Memasuki pergaulan sekolah dasar, hampir seluruh teman-teman saya adalah anak-anak dari lingkungan pabrik gula yang para orangtuanya berasal dari wilayah Jawa Tengah bagian timur dan Yogyakarta. Sehingga bahasa pergaulan yang digunakan lebih aktif boso wetanan alias bahasa orang wilayah timur atau selatan Jawa Tengah. Kecuali teman-teman yang asli penduduk setempat yang menggunakan bahasa ngapak Brebes.
Sedangkan keluarga saya sendiri, sehari-hari menggunakan bahasa Jawa. Sehubungan saya anak bungsu, maka saya harus menggunakan bahasa kromo inggil kepada Ayah dan Ibu.
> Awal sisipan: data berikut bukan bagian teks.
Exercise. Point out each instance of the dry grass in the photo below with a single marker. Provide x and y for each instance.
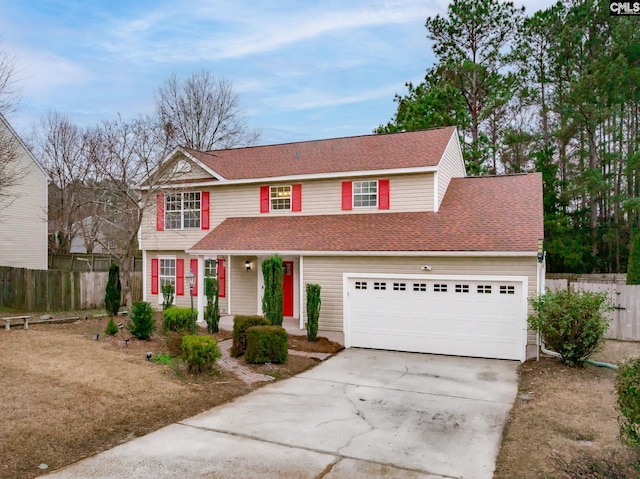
(563, 414)
(66, 396)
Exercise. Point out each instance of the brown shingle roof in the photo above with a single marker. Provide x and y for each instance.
(500, 213)
(360, 153)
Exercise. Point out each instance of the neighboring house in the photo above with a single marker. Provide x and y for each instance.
(411, 255)
(23, 203)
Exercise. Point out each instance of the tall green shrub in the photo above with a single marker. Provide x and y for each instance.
(113, 291)
(633, 268)
(142, 323)
(273, 272)
(571, 323)
(212, 312)
(628, 402)
(167, 295)
(313, 310)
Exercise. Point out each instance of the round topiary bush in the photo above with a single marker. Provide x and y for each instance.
(572, 323)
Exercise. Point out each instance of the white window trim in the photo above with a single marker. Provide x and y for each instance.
(353, 194)
(175, 279)
(182, 211)
(271, 199)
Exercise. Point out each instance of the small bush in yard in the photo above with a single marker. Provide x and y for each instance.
(240, 326)
(571, 323)
(177, 319)
(112, 329)
(142, 324)
(628, 402)
(313, 310)
(199, 352)
(266, 344)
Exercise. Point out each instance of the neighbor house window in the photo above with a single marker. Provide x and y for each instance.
(280, 197)
(167, 273)
(182, 211)
(365, 194)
Kepada kakak-kakak, saya campur saja, kadang menggunakan bahasa kromo alus, kadang ngoko. Demikian gaya pendidikan berbahasa keluarga kami di rumah.
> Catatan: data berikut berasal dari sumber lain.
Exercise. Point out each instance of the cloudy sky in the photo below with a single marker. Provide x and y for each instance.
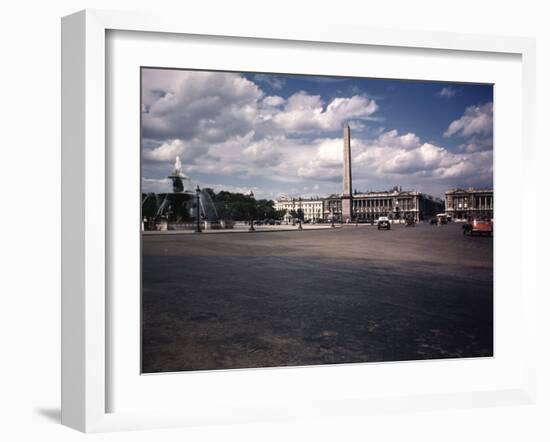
(283, 134)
Hal tersebut pun diterapkan dengan ketat saat berkumpul keluarga besar Ayah. Sependek ingatan saya, setiap kali Eyang Putri, paman dan tante datang atau kami yang berkunjung silaturahim, maka bahasa halus pada mereka harus dijaga. Cara makan menggunakan sendok dan garpu yang tidak boleh berdenting, posisi siku tidak boleh di atas meja, mengunyah tanpa suara, mulut harus mingkem, minum tidak boleh terdengar nyruput, apalagi terdengar suara cleguk-cleguk atau bersendawa.
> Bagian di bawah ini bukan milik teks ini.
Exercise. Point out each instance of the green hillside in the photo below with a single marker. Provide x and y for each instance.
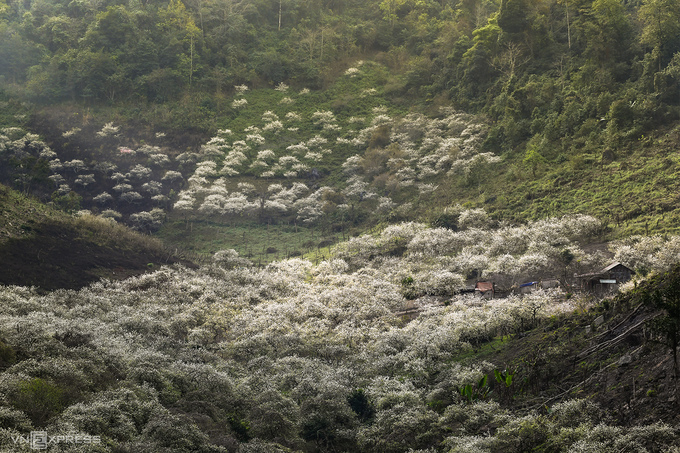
(43, 247)
(342, 172)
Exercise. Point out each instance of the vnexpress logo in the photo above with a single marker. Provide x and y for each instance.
(40, 440)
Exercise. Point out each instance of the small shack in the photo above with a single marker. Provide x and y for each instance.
(485, 290)
(606, 280)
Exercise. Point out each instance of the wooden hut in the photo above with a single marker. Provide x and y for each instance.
(606, 280)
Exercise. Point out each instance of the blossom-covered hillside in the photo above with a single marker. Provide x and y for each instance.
(302, 357)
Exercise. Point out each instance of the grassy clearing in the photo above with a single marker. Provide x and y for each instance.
(260, 243)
Jika sampai itu terjadi, teguran khas dari Eyang Putri: "Lho, suworo opo kuwi? Putune sopo tho kok koyo ngono maeme?" (Lho, suara apa itu? Cucunya siapa ya kok seperti itu makannya). Wah, bisa-bisa kena dobel teguran dari ayah atau ibu.
Contoh lain soal adab, semasa ayah masih hidup, jika beliau sedang berbicara menasihati atau sedang marah, kami menundukkan wajah. Tidak ada yang berani mendongak atau menatap wajahnya. Tak ada yang membantah, kecuali diberi kesempatan bicara. Itu yang saya perhatikan diam-diam saat mengintip kakak-kakak kena tegur beliau.
Berbeda halnya dengan Ibu. Beliau malah menuntut kami menatap mata beliau, memandang wajah dan mendengar seksama apa yang disampaikan. Bagi ibu, hal tersebut bukan bermaksud kurang ajar, tetapi mengajarkan agar anak-anaknya paham maksud atas ketegasan ibu.
"Lihat ibu, jangan nunduk!" Dan, ibu akan tahu anak-anaknya berbohong atau tidak, dari mata, mimik wajah dan gerakan bibir. Maka, tak ada yang berani membantah ayah dan ibu, meski adab berdiskusinya sangat berbeda.